Yes, but why wouldn't you do this this on your computer or phone? When I'm looking for train/bus times it's either that I'm planning the next day or getting ready to leave. In either case I'm already at my computer or my iPhone is I'm my pocket. I don't see where an Echo+screen would be more beneficial than a computer in this case -- either one you have to go to the screen. The computer or phone you already have. The Echo+screen is something else to buy. It's very different than the speaker/mic only Echo that you use to bark commands and questions at.
I think Phil isn't so much arguing for a new Alexa-like device with a screen, as he's pointing out the limitations of voice-only devices. The ecosystem is the thing - the Internet of Things.
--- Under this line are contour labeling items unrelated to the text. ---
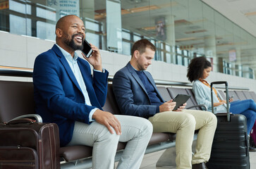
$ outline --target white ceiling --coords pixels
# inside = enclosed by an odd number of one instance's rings
[[[256,0],[201,1],[256,37]]]

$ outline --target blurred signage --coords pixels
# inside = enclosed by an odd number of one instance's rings
[[[9,8],[9,1],[8,1],[0,2],[0,10],[8,8]]]
[[[79,0],[47,0],[47,6],[56,11],[56,20],[67,15],[79,17]]]
[[[184,46],[180,46],[181,50],[190,50],[193,48],[193,45],[184,45]]]

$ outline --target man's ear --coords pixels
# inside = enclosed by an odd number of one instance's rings
[[[60,28],[56,29],[55,34],[57,37],[61,37],[63,35],[62,30]]]
[[[138,50],[135,50],[133,53],[133,56],[135,58],[138,58],[140,56],[140,51]]]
Despite all the Siri-bashing, a key point is that Apple has a huge head start in this - most people are rarely far from their phones, tablets, or computers, etc. They have displays
and audio, so they address a wider range of needs/usage cases. That is extended even farther if they use Apple TV, Home, Watch, and/or Car Play. There will likely be more wearables, in other form factors.
When it comes to voice input, the closer the user is to the microphone, the more accurate the response can be. The more background sound there is, the harder it is to distinguish commands, so a "close mic" is far more useful than a distant one. The same is true for gesture-based input - distant camera has to distinguish command gestures from other forms of movement, so the wider the field of view, the more people (and pets) there are within that field of view, the more challenging it becomes. Direct input (touch screens, keyboards, pointing devices, etc.) is simpler to implement and interpret than gesture-based or voice-based input.
So, the more sensors and i/o (input/output) devices there are distributed around a person's environment, the better. Sensors and i/o devices that travel with the user can be more effective than stationery sensors - fewer may be required. All in all, Apple already has far more of these in play, in far more form factors, than anyone else with an ecosystem. That's Phil's real point, IMO.